Título: Evo insiste em politizar as negociações
Autor: Paulo Moreira Leite
Fonte: O Estado de São Paulo, 10/05/2006, Economia & Negócios, p. B3

Brasileiros e bolivianos iniciam hoje à tarde, em La Paz, uma negociação onde as partes não estão de acordo sequer sobre o tema em pauta. Para o governo brasileiro e a Petrobrás, o que se discute é o preço de uma mercadoria, o gás, fixado por um contrato que deve vigorar até 2019. Apoiado em cláusulas jurídicas e argumentos técnicos, a Petrobrás não gostaria de ceder um centavo aos bolivianos e há dois anos chegou até a discutir fórmulas para baixar o preço. Mas pode ser levada a fazer alguma concessão, "bem menor do que o governo de Evo Morales está querendo", admitia uma autoridade brasileira em La Paz, ontem.

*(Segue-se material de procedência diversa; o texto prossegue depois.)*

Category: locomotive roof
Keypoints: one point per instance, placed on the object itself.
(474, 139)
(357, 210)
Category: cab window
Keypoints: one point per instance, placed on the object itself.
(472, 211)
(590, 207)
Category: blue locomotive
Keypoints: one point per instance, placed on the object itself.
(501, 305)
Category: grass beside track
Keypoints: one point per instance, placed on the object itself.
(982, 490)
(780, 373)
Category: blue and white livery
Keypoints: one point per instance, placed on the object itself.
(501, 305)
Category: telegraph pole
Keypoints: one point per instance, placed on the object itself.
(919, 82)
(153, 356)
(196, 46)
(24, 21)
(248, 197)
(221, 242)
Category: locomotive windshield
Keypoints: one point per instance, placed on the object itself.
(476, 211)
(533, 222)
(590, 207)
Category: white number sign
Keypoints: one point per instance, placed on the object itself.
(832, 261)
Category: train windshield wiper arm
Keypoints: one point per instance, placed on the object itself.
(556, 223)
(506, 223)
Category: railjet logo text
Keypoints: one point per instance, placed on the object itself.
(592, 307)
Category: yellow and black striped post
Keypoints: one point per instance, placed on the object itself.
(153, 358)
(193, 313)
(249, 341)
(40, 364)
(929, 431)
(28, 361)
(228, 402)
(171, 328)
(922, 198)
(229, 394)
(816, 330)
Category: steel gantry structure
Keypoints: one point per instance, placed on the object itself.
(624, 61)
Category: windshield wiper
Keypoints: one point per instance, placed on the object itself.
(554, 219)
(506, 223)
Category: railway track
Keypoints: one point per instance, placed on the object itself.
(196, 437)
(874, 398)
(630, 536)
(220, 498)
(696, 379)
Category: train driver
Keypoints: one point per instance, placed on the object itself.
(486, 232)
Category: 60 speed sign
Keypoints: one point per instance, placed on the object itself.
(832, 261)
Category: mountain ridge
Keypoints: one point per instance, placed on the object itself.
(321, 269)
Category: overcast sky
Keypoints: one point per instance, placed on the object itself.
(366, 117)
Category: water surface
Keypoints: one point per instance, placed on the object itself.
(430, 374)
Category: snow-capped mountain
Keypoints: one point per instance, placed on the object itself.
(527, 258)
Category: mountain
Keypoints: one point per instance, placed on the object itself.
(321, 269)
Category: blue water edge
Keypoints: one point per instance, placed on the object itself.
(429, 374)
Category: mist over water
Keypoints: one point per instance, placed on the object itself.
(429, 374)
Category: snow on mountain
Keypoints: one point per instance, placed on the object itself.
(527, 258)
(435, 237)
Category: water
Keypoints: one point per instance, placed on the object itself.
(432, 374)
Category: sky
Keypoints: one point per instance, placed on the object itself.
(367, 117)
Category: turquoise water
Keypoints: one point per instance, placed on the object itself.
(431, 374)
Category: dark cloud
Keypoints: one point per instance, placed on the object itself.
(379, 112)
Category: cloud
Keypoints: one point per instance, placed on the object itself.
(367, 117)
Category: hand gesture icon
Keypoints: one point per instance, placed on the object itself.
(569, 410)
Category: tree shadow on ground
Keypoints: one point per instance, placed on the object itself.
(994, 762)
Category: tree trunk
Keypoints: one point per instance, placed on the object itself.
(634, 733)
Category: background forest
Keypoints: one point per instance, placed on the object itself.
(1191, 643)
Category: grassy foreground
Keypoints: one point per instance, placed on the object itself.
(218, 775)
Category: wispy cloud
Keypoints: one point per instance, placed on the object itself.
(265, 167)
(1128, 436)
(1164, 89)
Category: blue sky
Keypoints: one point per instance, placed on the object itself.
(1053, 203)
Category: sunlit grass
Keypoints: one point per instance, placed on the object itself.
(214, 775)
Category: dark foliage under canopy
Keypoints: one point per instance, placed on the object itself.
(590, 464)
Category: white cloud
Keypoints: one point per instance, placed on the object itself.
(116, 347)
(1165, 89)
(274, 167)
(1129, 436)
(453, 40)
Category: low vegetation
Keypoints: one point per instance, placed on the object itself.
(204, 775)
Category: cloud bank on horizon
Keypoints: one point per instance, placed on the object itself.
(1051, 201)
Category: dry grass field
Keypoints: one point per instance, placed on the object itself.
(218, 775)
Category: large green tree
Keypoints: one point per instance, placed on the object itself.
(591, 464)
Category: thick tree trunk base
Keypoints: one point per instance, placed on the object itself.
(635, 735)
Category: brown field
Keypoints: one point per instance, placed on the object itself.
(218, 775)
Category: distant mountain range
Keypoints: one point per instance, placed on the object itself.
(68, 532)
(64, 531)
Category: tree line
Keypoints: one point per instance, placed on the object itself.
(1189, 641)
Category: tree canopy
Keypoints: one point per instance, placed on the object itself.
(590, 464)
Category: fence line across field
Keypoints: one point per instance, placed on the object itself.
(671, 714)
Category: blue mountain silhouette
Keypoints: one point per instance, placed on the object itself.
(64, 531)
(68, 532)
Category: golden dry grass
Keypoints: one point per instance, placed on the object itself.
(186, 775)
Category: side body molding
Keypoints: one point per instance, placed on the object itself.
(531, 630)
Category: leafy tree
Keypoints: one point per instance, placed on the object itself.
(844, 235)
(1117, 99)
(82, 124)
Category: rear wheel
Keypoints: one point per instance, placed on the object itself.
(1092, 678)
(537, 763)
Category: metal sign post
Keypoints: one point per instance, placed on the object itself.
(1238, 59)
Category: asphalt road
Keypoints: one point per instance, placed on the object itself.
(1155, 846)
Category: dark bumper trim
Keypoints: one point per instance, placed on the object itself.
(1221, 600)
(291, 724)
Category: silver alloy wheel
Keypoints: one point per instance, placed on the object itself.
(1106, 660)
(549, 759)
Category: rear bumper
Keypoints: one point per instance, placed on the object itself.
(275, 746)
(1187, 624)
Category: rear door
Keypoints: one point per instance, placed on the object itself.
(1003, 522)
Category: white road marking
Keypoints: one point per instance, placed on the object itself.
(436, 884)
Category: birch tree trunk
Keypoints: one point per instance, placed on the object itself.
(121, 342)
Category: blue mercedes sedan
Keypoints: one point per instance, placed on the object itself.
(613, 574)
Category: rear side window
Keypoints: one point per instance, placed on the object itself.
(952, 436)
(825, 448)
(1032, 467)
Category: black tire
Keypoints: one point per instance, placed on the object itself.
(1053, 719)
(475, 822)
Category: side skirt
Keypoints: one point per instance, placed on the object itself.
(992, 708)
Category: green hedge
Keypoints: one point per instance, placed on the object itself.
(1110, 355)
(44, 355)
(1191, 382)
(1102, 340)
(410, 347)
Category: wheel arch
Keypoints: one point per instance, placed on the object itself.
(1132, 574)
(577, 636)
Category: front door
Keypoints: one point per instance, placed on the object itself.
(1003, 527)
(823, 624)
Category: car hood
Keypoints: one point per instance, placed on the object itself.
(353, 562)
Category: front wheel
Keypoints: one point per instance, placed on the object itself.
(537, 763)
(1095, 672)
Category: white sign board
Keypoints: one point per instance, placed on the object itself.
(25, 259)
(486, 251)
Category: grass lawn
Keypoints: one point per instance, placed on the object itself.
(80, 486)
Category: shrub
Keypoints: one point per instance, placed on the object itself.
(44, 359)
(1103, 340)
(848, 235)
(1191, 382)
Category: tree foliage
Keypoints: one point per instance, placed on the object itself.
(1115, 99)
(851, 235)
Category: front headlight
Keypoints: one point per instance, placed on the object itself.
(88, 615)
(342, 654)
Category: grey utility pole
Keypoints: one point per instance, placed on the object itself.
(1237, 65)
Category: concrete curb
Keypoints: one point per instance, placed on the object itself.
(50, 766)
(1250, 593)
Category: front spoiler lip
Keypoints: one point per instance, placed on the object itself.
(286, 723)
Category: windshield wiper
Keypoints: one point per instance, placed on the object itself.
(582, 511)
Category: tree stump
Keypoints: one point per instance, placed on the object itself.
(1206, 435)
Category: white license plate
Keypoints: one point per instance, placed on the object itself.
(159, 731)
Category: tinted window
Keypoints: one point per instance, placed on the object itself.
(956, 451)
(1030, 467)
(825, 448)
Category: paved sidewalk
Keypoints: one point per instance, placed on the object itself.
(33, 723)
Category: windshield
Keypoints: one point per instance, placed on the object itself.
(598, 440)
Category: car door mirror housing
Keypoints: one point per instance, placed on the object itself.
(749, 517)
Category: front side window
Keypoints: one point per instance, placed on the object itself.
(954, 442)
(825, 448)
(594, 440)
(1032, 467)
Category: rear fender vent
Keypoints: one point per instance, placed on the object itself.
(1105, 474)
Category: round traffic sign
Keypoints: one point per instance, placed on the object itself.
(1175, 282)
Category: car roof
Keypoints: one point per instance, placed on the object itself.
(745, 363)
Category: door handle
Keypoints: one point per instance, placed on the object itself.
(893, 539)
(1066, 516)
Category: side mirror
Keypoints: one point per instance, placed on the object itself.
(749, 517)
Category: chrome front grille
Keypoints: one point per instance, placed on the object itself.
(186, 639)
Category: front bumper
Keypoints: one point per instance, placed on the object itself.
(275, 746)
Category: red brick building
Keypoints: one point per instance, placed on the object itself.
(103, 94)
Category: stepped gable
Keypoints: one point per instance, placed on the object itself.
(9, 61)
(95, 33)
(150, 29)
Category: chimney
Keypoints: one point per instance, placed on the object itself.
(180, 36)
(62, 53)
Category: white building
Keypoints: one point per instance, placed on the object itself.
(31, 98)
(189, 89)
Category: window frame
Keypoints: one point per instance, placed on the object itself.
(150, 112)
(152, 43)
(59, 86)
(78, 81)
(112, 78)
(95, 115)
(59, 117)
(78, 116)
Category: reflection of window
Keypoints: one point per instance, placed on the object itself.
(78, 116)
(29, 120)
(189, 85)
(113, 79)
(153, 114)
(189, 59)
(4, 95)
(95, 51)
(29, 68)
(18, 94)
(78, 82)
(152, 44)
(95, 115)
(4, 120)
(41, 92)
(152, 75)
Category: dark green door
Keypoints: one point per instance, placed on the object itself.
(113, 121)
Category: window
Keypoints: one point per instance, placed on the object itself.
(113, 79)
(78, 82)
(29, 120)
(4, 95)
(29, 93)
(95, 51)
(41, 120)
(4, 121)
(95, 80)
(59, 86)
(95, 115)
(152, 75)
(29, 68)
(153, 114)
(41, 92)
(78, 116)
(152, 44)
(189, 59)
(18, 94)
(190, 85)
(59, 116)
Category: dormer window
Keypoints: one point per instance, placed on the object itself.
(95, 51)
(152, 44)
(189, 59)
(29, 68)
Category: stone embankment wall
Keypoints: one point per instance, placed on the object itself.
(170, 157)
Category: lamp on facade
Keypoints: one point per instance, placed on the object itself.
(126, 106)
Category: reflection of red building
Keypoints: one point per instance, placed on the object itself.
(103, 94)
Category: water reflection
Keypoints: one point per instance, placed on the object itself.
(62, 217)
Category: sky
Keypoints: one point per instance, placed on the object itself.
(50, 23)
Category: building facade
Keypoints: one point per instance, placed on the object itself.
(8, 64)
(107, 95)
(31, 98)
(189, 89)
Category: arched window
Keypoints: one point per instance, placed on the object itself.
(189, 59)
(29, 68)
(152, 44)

Para o governo boliviano, gás é destino. A equipe de negociadores assume as discussões com a missão de elevar o preço do gás em 60%, conforme vontade expressa pelo presidente Evo Morales. Seu argumentos são políticos. Dizem que o preço do gás, mesmo sendo fruto de um contrato, tornou-se irrisório em comparação com outras fontes de energia. Alegam que a Petrobrás pode abrir mão de uma parte de seus lucros para cobrir a nova despesa, estimada em perto de US$ 360 milhões anuais por cada 1 dólar de aumento no preço.

Os bolivianos contam com um argumento que também é político: embora sustentem que nunca pensaram no assunto, se tudo der errado sempre existe a possibilidade covarde de promoverem a falta de gás em regiões estratégicas do Brasil, catástrofe cuja simples menção provoca horror em Brasília.

Evo Morales tem feito o possível para mostrar que seu governo marca uma era de valorização de princípios éticos na administração pública - e isso também vale para a negociação sobre o gás. Numa referência ao ambiente de promiscuidade que, no passado, marcou o convívio de delegações estrangeiras na negociação de contratos com o governo, o vice-presidente da República Alvaro Garcia, personagem número 2 do governo, abaixo apenas do próprio Evo Morales, fez chegar a equipe de negociadores a mensagem de que não queria "churrascos nem maletas".

A frase é referência ao trabalho de lobistas estrangeiros para seduzir autoridades bolivianas. Churrasco, em companhia de belas mulheres, é um recurso tradicional para fazer amizades e realizar conversas além de qualquer conveniência. Já as maletas são isso mesmo: pagamento de suborno.

SEM RESERVAS Na semana passada, ocorreu uma cena que dá uma dimensão desse comportamento, quando uma vice-presidente da YPFB, a estatal boliviana da área, perdeu o posto. Oficialmente, foi apenas um ato administrativo. Mas uma versão, em circulação entre profissionais de gás e petróleo de La Paz, diz que ela tinha um convívio exagerado com executivos de empresas privadas do setor, o que provocou comentários desagradáveis no governo.

Marcada para o início desta tarde, ninguém imagina que a reunião será encerrada com alguma decisão concreta. O programa do dia informa que haverá tempo para a fixação da pauta de negociação e a apresentação de algumas idéias gerais. A delegação brasileira, que deve chegar a La Paz momentos antes do encontro, nem fez reserva de hotel na cidade, porque pensa em tomar o avião de volta para o Rio de Janeiro no início da noite. De sua parte, o governo brasileiro tem interesse numa negociação rápida, que afaste qualquer possibilidade de falha no abastecimento de gás. Já os bolivianos querem uma negociação relativamente longa.

O calendário eleitoral do país marca para 2 de julho as eleições para a Assembléia Constituinte, onde Evo Morales gostaria de contar com uma maioria de 70% dos votos. Num país que vive num clima de euforia, o gás tornou-se uma bandeira eleitoral de grande serventia nos palanques.